First, they impose heavy burdens to private land owners. While they settle on vacant lots without permission from the owners (and without paying any rent), they demand this thing called disturbance fee if asked to leave! Let us not forget that aside from squatting on privately owned lots, they also occupy parts of many city streets.
Second, they, without contributing a dime to the coffers, stretch the limits of the city's capacity to serve its people. The cost to the city for collecting additional garbage, providing health services to more people, increasing facilities for elementary and high school education, and making police visibility will have to multiply.
There is no doubt that the city needs the income expected from the locators of the South Road Properties. For so long a time, basic services have been hampered by lack of funds. Because we had to prioritize paying our humongous debt for the last several years, (one million pesos every day, according to the opposition), some city concerns have been sacrificed.
Now that we are the threshold of getting investors to put their money into the SRP, the city must guard itself from the inevitable surge of fortune seekers from nearby provinces for they will only compound our informal settlers. I suggest that a regulatory ordinance be enacted imposing upon prospective investors a forward plan to situate their workers and shoulder a part of maintaining a habitable environment for them. One immediate example I can see is a provision that large locators allocate a space for housing their workers and put up primary school system.

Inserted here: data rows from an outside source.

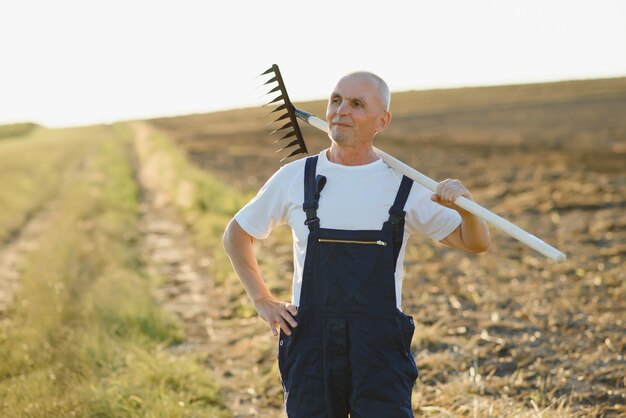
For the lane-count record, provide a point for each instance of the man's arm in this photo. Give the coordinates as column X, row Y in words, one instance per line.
column 473, row 233
column 239, row 247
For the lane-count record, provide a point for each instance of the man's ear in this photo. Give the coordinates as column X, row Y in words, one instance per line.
column 383, row 121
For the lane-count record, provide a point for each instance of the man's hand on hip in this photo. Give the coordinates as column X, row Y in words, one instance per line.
column 277, row 313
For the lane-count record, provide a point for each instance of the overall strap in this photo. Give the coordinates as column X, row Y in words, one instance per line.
column 397, row 213
column 313, row 186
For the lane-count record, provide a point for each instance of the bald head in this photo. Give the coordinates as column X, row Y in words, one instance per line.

These additional costs should be factored in by investors in their plans. SRP players must be made to understand that they shall address the consequent social problems they create. It is unfair that the city alone takes the burden of solving some problems which arise because companies make money doing business at SRP. Freeing the locators of these problematic effects may also be useless for the city because it is possible that whatever the city may realize from the explosion of investments may only be gobbled up by the increase of its attendant expenditures.